L’abstraction permet de renforcer l’impression physique de la peinture, son effet de corps. On peut apprécier cette accentuation sans pour autant se satisfaire de ce seul effet. Et c’est grâce à deux visions successives, qu’il sera possible de créer un effet poétique alliant une liberté de la manière tendant à l’abstraction et une figuration.

La conscience la plus claire de cet abord de la peinture nous est donnée par Nicolas Poussin qui conseillait de regarder ses tableaux en privilégiant tout d’abord le jeu des formes et des couleurs dans une perception qu’il nomme « l’aspect », avant que survienne une autre perception, « le prospect », qui elle interroge, identifie et relie au déjà connu. « L’aspect » nait d’une vision globale, non focalisante qui, dans une absence du désir d’identifier, est aimantée par les rapports harmoniques. Nicolas Poussin soulignait que les deux visions sont de nature foncièrement différente, la première étant «passive», la seconde «active» [1].  Sa peinture favorisait l’appréhension de « l’aspect » par l’opposition entre des taches vivement colorées, vêtements surtout, et l’ennoiement de certains motifs. C’est la faiblesse des écarts de couleur ou de valeur qui permet de fondre ces motifs parmi d’autres.

Il existe une peinture qui, par son seul effet induit deux visions successives. C’est la peinture chinoise de paysage. Sa dualité est liée à la distinction entre « formes permanentes » et « formes impermanentes ». Comme le disait au XIe siecle Su Dongpo, figure éminente de la littérature et de la pensée, « En peinture…les hommes, les animaux, les bâtiments, les objets utilitaires ont une forme permanente, alors que les montagnes, les pierres, les bambous, les arbres, l’eau, les vagues, la fumée, les nuages, n’ont pas de forme constante, mais une nature permanente »[2]. La montagne et l’eau, qui constituent les motifs majeurs de la peinture chinoise de paysage peuvent donc être traités avec une grande liberté stylistique.

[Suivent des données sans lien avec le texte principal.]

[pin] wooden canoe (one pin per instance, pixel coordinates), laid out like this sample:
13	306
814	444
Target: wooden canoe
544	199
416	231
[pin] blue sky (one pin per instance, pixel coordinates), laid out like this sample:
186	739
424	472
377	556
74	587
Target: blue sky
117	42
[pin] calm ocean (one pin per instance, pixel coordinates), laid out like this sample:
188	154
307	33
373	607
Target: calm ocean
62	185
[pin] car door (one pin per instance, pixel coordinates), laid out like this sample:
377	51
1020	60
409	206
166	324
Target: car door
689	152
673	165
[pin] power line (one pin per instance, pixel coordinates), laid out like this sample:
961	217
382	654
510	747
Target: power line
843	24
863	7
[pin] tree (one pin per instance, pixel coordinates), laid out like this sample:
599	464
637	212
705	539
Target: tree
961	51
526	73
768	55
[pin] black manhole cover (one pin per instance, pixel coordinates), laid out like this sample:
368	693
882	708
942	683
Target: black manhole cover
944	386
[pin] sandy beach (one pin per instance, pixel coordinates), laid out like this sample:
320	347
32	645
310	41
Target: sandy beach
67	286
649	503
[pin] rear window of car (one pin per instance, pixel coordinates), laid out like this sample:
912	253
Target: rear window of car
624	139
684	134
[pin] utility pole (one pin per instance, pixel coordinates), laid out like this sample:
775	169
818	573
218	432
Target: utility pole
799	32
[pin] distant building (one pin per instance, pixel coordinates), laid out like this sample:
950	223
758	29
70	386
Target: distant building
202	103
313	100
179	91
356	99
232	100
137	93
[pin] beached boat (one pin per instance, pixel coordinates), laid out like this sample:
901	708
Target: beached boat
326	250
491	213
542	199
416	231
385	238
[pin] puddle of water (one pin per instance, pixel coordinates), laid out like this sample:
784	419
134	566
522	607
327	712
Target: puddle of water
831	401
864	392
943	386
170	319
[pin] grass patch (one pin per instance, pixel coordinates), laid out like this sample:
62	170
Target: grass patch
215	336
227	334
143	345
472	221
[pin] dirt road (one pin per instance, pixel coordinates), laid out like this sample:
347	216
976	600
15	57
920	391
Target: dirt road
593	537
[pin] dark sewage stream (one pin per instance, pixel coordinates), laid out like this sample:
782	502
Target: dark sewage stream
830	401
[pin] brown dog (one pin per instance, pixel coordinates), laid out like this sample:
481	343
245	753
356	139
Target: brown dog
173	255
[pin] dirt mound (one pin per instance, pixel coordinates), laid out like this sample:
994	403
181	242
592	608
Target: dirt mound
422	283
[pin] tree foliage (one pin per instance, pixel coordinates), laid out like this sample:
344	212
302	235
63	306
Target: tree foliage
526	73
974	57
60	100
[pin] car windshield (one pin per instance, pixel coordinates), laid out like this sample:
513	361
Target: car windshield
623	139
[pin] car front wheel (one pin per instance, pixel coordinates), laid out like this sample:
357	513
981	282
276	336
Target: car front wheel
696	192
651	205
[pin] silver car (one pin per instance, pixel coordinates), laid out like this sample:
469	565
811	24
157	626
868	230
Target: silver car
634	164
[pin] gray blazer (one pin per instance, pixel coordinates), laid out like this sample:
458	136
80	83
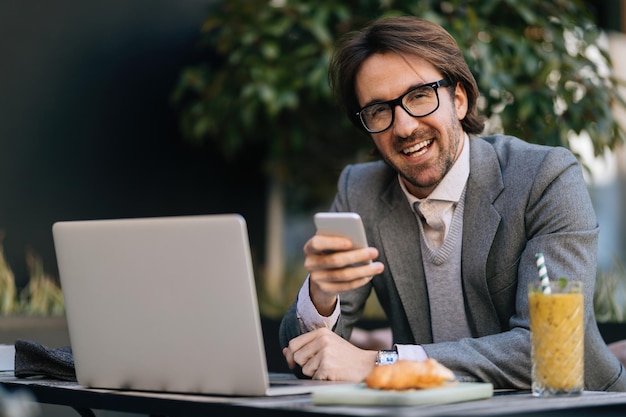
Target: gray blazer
521	199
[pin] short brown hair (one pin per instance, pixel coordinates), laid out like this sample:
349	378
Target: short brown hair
405	35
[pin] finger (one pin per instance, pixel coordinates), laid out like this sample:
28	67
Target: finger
289	358
346	278
340	259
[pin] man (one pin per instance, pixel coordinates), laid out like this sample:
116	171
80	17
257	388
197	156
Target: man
454	224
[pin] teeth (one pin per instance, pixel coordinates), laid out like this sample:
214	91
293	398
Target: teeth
417	147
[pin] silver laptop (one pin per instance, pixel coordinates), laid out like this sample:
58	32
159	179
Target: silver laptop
165	304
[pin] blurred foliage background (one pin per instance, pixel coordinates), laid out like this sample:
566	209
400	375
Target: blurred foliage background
259	87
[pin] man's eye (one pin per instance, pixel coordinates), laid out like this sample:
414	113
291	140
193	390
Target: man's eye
376	111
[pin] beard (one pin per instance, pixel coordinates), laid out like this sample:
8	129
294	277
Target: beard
441	166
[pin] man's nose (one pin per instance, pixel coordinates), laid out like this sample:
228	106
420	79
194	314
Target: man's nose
404	124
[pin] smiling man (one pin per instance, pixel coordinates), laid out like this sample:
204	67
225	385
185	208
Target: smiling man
454	221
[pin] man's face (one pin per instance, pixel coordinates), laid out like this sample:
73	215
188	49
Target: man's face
422	149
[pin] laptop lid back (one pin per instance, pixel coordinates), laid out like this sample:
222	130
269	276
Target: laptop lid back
162	304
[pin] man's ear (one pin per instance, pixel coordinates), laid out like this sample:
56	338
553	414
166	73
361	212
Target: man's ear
460	101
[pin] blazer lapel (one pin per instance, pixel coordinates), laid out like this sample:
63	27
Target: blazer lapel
399	235
480	223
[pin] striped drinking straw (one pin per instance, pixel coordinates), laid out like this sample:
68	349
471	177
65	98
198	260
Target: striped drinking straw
543	273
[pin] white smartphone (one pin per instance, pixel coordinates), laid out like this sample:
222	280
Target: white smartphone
342	224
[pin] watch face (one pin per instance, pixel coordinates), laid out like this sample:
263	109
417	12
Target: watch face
386	357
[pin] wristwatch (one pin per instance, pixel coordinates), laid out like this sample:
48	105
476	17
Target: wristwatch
386	357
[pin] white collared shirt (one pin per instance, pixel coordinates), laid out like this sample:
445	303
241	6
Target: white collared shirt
447	194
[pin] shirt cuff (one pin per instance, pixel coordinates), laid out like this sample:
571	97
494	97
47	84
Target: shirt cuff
411	352
308	315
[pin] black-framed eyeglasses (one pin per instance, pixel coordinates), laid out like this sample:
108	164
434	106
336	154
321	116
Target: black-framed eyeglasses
418	102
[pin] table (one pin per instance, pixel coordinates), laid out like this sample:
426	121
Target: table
512	404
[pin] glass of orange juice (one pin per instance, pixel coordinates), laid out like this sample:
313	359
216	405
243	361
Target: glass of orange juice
557	338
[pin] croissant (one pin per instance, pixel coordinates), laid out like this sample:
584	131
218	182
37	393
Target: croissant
404	375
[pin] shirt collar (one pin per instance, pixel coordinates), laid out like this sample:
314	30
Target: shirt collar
451	186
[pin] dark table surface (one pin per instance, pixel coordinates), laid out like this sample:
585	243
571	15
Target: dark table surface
164	404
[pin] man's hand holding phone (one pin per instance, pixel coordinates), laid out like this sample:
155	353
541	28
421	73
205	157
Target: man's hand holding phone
338	258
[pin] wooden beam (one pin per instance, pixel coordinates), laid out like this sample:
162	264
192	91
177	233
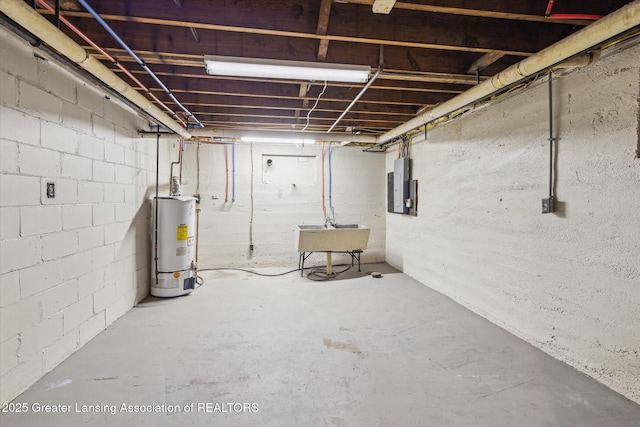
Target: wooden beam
483	62
294	34
323	24
474	12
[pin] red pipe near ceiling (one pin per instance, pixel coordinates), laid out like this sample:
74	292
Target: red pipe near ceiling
113	61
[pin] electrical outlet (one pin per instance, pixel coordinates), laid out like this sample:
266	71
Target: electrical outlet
51	190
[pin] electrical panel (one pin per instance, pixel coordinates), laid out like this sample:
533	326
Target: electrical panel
390	192
402	192
400	184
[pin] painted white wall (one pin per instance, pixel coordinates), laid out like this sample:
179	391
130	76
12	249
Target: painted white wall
287	193
71	265
569	282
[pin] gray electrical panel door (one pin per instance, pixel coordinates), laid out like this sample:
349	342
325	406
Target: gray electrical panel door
400	183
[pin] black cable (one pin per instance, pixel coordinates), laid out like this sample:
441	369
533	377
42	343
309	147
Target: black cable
249	271
551	139
314	271
323	276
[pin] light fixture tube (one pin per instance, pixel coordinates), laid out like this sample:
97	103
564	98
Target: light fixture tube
276	140
277	69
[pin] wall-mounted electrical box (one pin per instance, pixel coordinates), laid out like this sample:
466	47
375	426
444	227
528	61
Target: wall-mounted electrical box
402	192
400	184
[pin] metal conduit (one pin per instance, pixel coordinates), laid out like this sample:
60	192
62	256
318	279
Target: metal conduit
40	27
144	66
613	25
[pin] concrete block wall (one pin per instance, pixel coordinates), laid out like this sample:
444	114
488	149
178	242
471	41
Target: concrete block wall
293	196
569	282
69	265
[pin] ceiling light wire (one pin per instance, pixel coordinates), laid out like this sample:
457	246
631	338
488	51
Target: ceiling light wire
314	106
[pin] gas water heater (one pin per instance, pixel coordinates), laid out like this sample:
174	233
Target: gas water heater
173	230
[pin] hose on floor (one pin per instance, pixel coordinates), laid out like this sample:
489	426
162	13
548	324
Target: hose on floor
315	273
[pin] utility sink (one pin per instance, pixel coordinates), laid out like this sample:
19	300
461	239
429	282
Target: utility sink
341	237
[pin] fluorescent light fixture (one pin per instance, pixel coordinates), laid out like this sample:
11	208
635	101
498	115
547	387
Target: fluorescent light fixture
275	140
277	69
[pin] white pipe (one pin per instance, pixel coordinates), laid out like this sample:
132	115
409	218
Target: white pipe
317	136
604	29
36	24
364	89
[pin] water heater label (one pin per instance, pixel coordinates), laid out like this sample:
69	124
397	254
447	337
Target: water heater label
183	232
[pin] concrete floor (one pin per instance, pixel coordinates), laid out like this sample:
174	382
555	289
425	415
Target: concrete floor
245	350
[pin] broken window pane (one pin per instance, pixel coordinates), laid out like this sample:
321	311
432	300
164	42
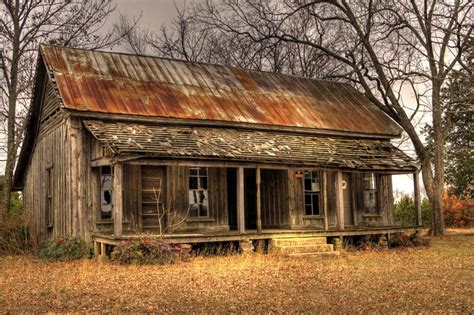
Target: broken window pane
198	198
312	189
106	192
370	193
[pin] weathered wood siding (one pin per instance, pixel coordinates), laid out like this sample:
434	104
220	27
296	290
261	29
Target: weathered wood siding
140	205
52	154
384	202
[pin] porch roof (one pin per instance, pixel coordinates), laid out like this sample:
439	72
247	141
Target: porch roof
226	144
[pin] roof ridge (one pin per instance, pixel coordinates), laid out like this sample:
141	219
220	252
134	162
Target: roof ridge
198	62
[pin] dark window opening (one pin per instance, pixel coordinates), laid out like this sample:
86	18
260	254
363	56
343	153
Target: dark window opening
49	198
370	193
312	189
198	192
106	192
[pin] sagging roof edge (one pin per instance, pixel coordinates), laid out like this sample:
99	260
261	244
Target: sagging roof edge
226	124
31	126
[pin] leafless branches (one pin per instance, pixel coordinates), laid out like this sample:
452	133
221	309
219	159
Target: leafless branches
23	26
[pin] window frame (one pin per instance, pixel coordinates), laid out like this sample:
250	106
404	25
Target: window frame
110	174
318	192
372	189
199	188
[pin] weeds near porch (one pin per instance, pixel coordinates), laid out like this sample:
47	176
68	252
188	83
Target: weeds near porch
404	240
64	249
148	251
14	238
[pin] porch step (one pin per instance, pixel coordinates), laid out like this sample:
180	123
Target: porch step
320	254
303	246
292	241
302	249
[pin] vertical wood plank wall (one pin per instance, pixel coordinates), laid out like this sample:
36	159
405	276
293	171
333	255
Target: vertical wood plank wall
385	201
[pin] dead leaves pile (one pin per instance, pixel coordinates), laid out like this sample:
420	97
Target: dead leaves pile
439	278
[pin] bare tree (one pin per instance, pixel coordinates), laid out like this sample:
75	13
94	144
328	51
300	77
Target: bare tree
189	38
384	47
23	26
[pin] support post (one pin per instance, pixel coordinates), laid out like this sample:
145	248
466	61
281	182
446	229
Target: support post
339	201
259	205
240	201
416	183
117	198
325	200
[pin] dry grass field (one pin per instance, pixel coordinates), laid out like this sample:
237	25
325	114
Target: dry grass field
439	278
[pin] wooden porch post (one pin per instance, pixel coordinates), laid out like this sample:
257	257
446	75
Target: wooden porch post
325	200
416	183
259	206
240	201
117	199
339	201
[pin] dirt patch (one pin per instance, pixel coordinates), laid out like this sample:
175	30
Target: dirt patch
438	278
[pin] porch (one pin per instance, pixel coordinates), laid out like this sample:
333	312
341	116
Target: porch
266	234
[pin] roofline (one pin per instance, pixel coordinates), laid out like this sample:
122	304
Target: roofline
198	62
31	126
226	124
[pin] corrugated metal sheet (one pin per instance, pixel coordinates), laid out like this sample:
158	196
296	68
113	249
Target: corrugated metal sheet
225	144
117	83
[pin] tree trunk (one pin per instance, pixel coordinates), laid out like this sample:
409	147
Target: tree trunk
438	226
11	117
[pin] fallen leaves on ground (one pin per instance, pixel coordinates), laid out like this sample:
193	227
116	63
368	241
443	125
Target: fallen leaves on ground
438	278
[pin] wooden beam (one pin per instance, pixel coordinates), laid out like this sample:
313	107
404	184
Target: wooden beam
259	203
193	162
416	183
217	123
117	198
240	201
325	201
339	201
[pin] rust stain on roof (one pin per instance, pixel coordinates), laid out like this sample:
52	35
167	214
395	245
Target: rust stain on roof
117	83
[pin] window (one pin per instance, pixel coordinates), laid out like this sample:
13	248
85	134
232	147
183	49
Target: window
49	198
198	195
370	193
106	192
312	187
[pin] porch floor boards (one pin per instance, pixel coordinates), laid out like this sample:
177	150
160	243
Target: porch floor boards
252	234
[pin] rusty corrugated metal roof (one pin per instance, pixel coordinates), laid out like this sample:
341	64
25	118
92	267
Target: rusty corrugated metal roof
108	82
231	144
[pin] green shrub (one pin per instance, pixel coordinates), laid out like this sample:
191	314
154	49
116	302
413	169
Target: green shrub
64	248
404	240
146	251
405	213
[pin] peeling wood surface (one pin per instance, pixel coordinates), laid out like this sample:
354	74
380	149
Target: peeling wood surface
256	146
106	82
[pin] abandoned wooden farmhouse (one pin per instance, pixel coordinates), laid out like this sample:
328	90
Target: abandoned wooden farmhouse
118	145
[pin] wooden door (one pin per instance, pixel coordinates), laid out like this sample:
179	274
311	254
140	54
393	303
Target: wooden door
347	195
153	195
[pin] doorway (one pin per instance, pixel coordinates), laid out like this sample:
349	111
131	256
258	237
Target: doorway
232	197
250	198
347	195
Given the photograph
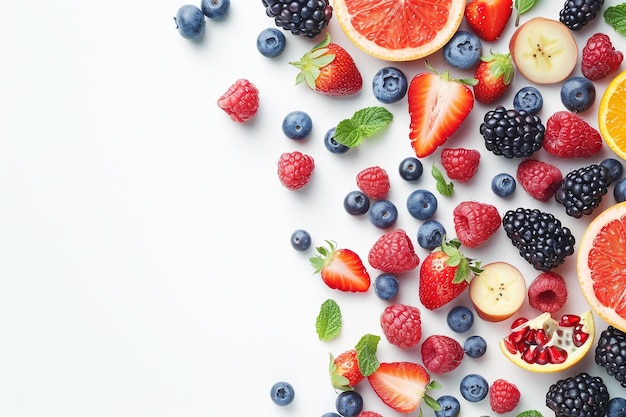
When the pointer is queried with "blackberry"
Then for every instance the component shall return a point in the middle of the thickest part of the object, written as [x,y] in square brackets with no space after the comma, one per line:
[540,238]
[512,133]
[301,17]
[582,189]
[581,395]
[577,13]
[611,353]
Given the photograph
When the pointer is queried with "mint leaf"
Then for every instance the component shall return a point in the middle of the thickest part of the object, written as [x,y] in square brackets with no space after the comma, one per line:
[328,322]
[363,124]
[366,354]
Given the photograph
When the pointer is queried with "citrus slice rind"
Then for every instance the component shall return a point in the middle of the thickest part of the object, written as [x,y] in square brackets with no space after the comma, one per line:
[399,30]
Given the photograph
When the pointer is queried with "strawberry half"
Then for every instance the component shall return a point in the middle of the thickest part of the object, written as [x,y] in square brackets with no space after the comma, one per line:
[341,269]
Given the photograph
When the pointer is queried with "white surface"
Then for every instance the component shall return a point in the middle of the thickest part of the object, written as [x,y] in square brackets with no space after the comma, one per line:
[144,237]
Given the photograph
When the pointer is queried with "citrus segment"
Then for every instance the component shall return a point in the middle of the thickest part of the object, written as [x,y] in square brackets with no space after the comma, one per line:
[399,30]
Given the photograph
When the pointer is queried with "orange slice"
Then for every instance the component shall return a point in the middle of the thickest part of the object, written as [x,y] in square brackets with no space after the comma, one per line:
[399,30]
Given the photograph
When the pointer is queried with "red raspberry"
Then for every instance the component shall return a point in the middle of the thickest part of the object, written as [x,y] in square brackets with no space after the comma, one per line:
[570,136]
[547,292]
[240,101]
[460,164]
[441,354]
[373,182]
[295,169]
[539,179]
[475,222]
[599,57]
[402,325]
[393,253]
[503,396]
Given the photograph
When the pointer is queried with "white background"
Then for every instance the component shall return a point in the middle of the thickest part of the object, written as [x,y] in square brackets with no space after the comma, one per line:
[145,264]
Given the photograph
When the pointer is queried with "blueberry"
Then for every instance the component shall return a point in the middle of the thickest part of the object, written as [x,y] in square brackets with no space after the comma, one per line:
[450,406]
[383,214]
[503,185]
[475,346]
[386,286]
[282,393]
[529,99]
[578,94]
[474,387]
[190,22]
[356,203]
[422,204]
[332,145]
[389,85]
[460,319]
[430,234]
[271,42]
[297,125]
[410,169]
[349,403]
[215,9]
[463,50]
[301,240]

Les hommes et leurs constructions exigent certes un rendu plus fidèle mais, étant des détails dans le paysage, ils n’apparaissent pas d’emblée.

Comment induire deux visions successives sans réduire les formes permanentes au détail ? Sans doute y-a-t-il une certaine diversité de moyens. Ainsi le retournement de la figure humaine, fréquent chez Baselitz, peut permettre de différer la vision identitaire. Mais la voie majeure est celle dans laquelle on conjuguera les deux procédés mentionnés à propos de la peinture de Nicolas Poussin et de la peinture chinoise de paysage : ennoiement de formes permanentes et liberté de traitement de formes impermanentes. Souvent il s’agira de traiter le vêtement comme une forme impermanente et de fondre suffisamment dans un ensemble, les formes permanentes que sont le visage et d’autres parties du corps, pour qu’elles n’émergent pas immédiatement. Si le vêtement n’a pas été considéré par les artistes chinois comme une forme impermanente, dans la peinture occidentale il a souvent été le motif donnant le plus de liberté à la manière. Avant même la Modernité, il a pu parfois devenir quasiment abstrait, notamment, chez Rembrandt dans certaines des dernières œuvres telles que « La scène de famille » ou « La Fiancée juive ».

 

Ainsi l’enjeu de cette orientation de la peinture est-il un au-delà poétique de la Modernité empreint de l’effet de corps qu’elle a libéré.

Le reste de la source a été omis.